If we’re talking about “faces” as in the cubic faces of a tesseract then each of the 8 faces are connected to all other faces except the opposite face. So just spiral around from your starting face (keeping the faces you’ve visited on the inside of the spiral) and you’re fine.
If you mean 2D faces connecting the 3D ones, then things get more difficult but not that much because you can do the exact same thing. Choose a 1D edge as your origin, pick a face touching that edge to start with, traverse that edge twice to get the next two faces. Then traverse three faces which share edges with those faces you already traversed (there are 6 faces with this property, 3 for each vertex of our origin edge, the set you pick determines the “direction” of your overall progress through/around the tesseract). Repeat that step again but for the faces that share edges with two of the three you just did.
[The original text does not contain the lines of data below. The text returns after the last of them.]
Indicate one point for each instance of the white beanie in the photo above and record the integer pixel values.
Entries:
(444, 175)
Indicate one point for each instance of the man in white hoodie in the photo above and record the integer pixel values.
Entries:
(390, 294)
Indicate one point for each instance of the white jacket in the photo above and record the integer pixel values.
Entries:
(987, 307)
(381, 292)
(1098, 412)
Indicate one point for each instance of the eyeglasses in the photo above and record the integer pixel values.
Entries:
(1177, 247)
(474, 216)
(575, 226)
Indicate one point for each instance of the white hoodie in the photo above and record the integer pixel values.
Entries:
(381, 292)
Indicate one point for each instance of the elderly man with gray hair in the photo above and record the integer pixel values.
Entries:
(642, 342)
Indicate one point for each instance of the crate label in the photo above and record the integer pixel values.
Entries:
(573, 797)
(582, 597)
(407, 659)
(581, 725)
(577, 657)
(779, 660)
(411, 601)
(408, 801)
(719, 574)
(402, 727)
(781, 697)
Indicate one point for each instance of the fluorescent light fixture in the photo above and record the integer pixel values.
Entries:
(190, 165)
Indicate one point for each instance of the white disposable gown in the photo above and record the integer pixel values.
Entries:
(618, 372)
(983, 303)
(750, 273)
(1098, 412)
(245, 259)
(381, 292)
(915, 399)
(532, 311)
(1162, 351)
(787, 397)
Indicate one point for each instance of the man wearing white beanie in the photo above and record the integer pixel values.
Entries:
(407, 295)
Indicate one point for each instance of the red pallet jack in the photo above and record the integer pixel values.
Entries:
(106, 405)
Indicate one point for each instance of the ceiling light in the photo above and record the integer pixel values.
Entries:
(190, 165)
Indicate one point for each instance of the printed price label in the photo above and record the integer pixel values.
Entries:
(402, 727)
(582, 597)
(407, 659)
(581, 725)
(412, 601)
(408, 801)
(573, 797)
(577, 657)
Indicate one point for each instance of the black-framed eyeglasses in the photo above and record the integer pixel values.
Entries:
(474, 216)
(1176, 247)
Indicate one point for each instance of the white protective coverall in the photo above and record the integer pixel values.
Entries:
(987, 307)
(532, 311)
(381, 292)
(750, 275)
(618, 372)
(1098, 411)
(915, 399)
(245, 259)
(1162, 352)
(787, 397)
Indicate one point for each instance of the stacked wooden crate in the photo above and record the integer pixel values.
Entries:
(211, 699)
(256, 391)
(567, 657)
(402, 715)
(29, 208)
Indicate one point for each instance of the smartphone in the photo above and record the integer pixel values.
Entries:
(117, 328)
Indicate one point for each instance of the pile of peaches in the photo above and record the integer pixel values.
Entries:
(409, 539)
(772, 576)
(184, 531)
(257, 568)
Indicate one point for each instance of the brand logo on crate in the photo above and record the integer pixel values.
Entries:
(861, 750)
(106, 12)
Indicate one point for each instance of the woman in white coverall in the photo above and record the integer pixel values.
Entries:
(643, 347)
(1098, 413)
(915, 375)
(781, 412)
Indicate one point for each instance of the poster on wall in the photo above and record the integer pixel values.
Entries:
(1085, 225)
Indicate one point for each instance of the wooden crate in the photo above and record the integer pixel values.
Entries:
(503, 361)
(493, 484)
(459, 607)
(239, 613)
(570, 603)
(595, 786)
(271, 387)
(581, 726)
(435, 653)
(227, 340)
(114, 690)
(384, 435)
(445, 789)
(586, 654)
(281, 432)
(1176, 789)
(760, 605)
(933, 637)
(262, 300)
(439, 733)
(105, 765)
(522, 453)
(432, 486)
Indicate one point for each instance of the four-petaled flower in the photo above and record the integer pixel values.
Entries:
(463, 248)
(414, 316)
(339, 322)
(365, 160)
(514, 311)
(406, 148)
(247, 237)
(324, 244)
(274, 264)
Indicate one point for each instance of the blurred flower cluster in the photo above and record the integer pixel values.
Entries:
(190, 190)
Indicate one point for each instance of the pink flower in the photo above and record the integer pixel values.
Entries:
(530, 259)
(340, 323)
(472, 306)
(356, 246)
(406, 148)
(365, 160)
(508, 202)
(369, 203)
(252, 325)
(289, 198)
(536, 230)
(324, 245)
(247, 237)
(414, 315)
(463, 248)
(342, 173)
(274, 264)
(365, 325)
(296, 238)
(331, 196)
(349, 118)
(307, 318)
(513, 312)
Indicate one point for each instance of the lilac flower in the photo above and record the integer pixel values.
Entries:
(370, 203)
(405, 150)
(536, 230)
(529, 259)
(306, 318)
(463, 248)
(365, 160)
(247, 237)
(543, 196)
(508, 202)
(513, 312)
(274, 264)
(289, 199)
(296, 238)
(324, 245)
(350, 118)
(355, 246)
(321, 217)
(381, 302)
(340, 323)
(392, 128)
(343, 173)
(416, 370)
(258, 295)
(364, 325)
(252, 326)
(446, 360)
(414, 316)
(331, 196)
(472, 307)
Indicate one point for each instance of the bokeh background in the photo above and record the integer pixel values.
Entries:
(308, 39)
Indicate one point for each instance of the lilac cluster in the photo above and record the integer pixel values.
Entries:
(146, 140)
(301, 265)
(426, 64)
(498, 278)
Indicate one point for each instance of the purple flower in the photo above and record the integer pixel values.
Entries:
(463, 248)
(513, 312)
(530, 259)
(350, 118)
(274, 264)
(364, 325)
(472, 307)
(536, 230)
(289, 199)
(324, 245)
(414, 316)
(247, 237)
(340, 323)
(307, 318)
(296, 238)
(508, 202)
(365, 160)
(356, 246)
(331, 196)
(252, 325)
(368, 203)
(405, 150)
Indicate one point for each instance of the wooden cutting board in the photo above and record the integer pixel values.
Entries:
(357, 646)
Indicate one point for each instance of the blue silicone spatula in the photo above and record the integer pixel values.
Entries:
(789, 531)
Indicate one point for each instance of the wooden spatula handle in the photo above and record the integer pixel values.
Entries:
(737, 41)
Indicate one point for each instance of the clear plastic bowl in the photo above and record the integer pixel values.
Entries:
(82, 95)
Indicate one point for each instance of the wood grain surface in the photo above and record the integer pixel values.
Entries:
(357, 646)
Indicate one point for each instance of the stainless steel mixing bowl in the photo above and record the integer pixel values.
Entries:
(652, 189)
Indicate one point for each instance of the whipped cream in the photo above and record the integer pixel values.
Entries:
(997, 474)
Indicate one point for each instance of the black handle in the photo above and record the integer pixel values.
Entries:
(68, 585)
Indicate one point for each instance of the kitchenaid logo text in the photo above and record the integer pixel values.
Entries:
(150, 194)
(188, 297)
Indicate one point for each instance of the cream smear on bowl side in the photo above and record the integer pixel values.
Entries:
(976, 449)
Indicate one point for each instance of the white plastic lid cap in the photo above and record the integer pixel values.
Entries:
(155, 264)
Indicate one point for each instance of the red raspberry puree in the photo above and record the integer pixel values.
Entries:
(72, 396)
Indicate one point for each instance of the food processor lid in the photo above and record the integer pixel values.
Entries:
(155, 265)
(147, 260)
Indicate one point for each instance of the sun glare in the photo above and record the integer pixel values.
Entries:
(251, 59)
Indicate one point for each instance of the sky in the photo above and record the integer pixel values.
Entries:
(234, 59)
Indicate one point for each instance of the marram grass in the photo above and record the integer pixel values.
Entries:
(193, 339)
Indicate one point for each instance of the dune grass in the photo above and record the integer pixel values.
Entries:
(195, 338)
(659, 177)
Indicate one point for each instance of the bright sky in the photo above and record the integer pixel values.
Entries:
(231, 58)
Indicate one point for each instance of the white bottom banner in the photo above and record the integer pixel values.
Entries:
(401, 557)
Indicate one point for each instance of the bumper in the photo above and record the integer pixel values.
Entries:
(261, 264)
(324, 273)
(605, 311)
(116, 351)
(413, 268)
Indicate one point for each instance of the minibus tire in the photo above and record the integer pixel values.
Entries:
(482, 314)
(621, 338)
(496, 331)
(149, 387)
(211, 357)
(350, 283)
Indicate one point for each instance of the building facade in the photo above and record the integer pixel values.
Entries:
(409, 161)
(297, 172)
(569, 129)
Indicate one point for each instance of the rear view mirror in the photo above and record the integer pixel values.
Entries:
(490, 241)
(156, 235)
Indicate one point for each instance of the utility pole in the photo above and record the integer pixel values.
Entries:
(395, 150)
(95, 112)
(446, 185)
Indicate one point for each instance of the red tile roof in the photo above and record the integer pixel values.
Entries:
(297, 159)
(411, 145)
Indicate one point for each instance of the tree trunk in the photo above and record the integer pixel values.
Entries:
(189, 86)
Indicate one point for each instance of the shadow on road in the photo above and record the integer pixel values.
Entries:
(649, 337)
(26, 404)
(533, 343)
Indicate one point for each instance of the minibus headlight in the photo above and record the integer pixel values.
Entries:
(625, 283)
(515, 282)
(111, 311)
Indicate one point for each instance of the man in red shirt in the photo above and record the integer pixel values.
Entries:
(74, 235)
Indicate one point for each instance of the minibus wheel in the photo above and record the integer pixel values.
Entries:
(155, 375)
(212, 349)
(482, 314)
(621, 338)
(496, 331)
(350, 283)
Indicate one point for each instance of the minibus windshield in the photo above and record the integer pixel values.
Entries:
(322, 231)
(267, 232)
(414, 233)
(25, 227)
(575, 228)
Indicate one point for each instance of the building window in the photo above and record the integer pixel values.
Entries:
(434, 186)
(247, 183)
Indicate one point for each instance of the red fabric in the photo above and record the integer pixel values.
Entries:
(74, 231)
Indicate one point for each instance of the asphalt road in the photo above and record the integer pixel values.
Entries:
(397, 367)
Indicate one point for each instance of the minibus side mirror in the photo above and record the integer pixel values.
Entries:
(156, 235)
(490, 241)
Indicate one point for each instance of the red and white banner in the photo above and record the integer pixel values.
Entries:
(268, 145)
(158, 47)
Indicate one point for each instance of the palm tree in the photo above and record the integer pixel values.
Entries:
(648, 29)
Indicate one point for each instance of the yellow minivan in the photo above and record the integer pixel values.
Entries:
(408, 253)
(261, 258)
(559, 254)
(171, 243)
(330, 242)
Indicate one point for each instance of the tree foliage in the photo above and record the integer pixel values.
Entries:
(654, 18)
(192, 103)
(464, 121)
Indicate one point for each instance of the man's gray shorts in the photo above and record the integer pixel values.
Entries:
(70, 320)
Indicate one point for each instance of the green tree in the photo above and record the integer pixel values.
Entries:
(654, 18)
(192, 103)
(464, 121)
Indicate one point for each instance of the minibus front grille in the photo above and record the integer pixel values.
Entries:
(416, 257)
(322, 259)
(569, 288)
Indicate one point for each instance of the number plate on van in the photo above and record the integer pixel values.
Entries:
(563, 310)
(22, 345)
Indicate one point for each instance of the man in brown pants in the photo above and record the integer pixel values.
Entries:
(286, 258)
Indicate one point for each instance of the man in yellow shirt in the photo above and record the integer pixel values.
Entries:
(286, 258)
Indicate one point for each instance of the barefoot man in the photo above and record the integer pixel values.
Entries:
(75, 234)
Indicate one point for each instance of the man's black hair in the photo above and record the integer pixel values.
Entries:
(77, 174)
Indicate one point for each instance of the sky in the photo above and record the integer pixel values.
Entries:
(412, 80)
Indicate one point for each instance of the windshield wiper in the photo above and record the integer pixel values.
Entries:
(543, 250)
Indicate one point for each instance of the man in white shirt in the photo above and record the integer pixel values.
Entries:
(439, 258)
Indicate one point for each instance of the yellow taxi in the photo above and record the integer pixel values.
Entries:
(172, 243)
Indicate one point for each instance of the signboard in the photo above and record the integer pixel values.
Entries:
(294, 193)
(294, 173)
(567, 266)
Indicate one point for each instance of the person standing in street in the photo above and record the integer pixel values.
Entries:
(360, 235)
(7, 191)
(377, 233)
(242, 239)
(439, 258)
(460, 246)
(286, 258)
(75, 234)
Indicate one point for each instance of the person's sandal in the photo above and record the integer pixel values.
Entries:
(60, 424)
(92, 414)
Repeat again and again and again until the last three faces share a vertex with the origin edge you started with. You’re done.
Am I missing something? Did the prompt mean to say you can only traverse each edge once?
Edit: the 2D face path I described would miss 6 faces. Those six faces should be traversed in the middle, so do the first three faces, the second three, then all six which touch both those three you just traversed and the three you would have done next on the original path. Then do the rest just like I originally mentioned.
I understood some of those words.
But the sentences continue to elude me
Have you ever seen one of those images of a tesseract where it’s like a cube in a cube? (You can just look up “tesseract” to find an image)
Now, pick one of the corners of the outer cube and find the line that connects it to a corner of the inner cube. That’s our origin “edge” and we’re basically just going to move in through the cube along that direction.
There are three “faces” which share that “edge” (line). We do those ones first.
Then we move deeper in and do the three faces of the inner cube which share the corner our origin line connects to.
Then we have to zig zag around the six “faces” that exist between inner and outer cubes which are roughly perpendicular to our origin edge. (Imagine you broke the tesseract in half by cutting halfway between your starting corner and the corner opposite it. The “faces” we need to traverse would intersect that plane)
After that, we do the three faces on the far side of the smaller cube. (The ones opposite our starting corner)
Then we do the three around the line which connects that far corner of the inner cube to the outer cube.
Then we do the three faces on the outside of the large cube at that corner.
Finally we do the three faces on the outside of the cube around our starting corner.